The president renewed his Fed criticism as U.S. stocks plunged again on Monday, with the Dow Jones Industrial Average erasing more than 650 points, or 2.9 percent, at the close. The Standard & Poor's 500 index closed 2.7 percent lower and the Nasdaq slid 2.2 percent.
U.S. media reported over the weekend that the president was weighing the option of ousting Fed Chairman Jerome Powell because of his intensifying frustration with the continued rate hikes and the stock market losses over the past months, which Trump has blamed the Fed for.
U.S. Treasury Secretary Steven Mnuchin on Saturday denied the rumor in a tweet, saying that Trump told him in a conversation that he "never suggested firing" Powell. "Nor do I believe I have the right to do so," he quoted Trump as saying.
Mnuchin, however, noted that the president said, "I totally disagree with Fed policy."
In a tweet on Tuesday before the Fed policy meeting, Trump warned the central bank not to "make yet another mistake" by further hiking interest rates. "Feel the market, don't just go by meaningless numbers," he said.

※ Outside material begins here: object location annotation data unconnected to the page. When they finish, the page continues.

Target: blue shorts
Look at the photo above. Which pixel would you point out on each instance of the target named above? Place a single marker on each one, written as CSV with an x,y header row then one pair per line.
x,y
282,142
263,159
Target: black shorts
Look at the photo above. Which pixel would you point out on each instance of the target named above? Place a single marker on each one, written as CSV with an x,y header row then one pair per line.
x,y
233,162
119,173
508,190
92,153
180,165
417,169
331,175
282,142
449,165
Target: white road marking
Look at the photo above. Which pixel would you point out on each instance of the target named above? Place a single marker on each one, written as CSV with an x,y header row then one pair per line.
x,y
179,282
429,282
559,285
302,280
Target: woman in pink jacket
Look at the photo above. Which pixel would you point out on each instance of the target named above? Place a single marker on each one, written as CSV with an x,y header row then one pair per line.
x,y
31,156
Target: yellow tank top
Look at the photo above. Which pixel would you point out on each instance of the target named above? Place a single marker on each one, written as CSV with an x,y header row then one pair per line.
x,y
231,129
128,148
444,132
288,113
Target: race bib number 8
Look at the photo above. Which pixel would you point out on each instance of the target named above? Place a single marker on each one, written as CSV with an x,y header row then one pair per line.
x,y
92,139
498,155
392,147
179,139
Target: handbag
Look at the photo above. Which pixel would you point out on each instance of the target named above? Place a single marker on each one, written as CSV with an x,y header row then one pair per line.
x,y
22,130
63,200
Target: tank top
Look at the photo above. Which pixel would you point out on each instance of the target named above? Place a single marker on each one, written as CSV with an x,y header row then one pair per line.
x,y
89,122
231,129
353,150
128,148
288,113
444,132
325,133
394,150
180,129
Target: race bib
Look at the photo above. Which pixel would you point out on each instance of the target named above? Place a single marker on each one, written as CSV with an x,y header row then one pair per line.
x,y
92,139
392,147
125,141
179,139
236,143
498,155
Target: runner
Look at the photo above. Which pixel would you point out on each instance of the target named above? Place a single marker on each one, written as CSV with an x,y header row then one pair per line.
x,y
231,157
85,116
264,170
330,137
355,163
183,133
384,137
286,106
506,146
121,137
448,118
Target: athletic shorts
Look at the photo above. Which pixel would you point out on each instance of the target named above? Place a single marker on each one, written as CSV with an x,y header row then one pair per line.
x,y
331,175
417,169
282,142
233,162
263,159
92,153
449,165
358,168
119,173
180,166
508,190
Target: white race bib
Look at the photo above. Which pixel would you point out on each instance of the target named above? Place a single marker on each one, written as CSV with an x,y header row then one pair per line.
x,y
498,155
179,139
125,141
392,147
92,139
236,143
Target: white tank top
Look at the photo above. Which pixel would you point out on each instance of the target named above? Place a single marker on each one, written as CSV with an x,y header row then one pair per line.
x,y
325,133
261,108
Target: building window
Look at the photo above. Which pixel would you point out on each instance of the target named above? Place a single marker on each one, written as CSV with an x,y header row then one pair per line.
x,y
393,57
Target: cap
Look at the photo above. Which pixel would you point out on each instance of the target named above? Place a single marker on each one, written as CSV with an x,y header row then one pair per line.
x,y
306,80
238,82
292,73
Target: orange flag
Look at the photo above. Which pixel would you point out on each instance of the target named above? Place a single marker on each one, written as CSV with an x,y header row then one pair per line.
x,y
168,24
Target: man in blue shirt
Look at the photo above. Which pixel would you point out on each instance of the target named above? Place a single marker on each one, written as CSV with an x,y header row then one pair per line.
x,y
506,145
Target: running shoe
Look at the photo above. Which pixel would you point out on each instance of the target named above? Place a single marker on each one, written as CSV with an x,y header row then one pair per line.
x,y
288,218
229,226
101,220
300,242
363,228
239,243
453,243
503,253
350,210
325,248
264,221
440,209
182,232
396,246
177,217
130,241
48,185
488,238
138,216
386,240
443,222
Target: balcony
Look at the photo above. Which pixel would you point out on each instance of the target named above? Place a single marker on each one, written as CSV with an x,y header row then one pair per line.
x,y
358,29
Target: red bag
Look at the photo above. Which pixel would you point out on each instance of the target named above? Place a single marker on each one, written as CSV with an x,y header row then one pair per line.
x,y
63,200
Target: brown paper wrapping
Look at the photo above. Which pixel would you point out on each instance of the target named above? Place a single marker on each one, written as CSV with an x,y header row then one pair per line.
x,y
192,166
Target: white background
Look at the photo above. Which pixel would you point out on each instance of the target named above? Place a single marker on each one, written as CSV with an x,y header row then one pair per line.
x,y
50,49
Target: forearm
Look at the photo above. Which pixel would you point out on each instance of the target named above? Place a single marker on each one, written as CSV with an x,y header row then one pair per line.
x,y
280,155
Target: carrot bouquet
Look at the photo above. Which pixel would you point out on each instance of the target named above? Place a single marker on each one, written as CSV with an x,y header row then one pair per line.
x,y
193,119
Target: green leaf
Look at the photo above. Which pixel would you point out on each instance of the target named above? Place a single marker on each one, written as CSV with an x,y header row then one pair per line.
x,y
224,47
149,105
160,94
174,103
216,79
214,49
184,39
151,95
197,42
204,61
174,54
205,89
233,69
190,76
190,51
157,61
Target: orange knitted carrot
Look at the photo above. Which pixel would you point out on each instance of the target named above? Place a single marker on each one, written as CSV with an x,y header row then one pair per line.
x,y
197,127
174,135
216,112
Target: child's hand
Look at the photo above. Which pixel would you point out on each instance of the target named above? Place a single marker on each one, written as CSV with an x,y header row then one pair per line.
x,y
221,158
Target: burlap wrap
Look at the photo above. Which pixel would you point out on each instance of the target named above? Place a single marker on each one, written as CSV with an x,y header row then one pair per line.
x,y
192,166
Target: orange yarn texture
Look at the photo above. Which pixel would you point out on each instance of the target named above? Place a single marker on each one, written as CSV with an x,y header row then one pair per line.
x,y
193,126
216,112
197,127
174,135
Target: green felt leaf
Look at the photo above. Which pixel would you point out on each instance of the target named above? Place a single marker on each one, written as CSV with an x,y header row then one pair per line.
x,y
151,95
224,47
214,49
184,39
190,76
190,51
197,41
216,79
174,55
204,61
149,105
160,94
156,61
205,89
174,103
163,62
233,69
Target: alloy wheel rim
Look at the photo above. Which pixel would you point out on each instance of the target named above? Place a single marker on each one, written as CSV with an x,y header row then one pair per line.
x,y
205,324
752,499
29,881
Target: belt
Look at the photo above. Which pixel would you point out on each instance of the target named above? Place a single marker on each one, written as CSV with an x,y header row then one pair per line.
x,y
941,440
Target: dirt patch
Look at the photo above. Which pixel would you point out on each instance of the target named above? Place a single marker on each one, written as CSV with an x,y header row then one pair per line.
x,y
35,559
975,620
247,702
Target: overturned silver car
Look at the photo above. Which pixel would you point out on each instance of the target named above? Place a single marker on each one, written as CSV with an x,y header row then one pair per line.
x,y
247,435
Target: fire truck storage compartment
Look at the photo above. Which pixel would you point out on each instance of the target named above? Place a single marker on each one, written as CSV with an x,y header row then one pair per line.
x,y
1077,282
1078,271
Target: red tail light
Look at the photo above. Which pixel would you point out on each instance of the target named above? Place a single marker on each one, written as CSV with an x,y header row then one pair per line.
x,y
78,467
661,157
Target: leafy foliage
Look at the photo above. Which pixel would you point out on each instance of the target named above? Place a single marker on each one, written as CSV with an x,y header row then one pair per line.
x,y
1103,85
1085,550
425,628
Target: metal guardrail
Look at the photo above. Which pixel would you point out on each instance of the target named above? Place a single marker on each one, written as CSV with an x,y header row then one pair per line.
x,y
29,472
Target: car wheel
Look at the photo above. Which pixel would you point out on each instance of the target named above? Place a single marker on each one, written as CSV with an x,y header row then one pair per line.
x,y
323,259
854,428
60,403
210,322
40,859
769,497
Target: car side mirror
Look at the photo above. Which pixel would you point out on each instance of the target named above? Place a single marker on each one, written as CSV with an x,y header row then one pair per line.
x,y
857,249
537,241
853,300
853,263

When asked about how he perceived the market, Powell on Wednesday told a press conference that Fed officials would look for "material changes" in financial conditions as market volatility doesn't necessarily result in major economic impact.
The U.S. president has repeatedly exerted pressure on the Fed to hold off on rate hikes, saying that the monetary tightening will impede economic progress.
In an earlier report, CNBC called Trump's Fed criticism "nearly without precedent" in U.S. history, noting that almost all of Trump's predecessors "steered clear of" Fed critiques to make sure that interest rates were set to work best for the economy.
The Fed on Wednesday raised benchmark interest rate, the fourth hike this year and the ninth since late 2015, as the U.S. central bank moves forward on the path of monetary policy normalization.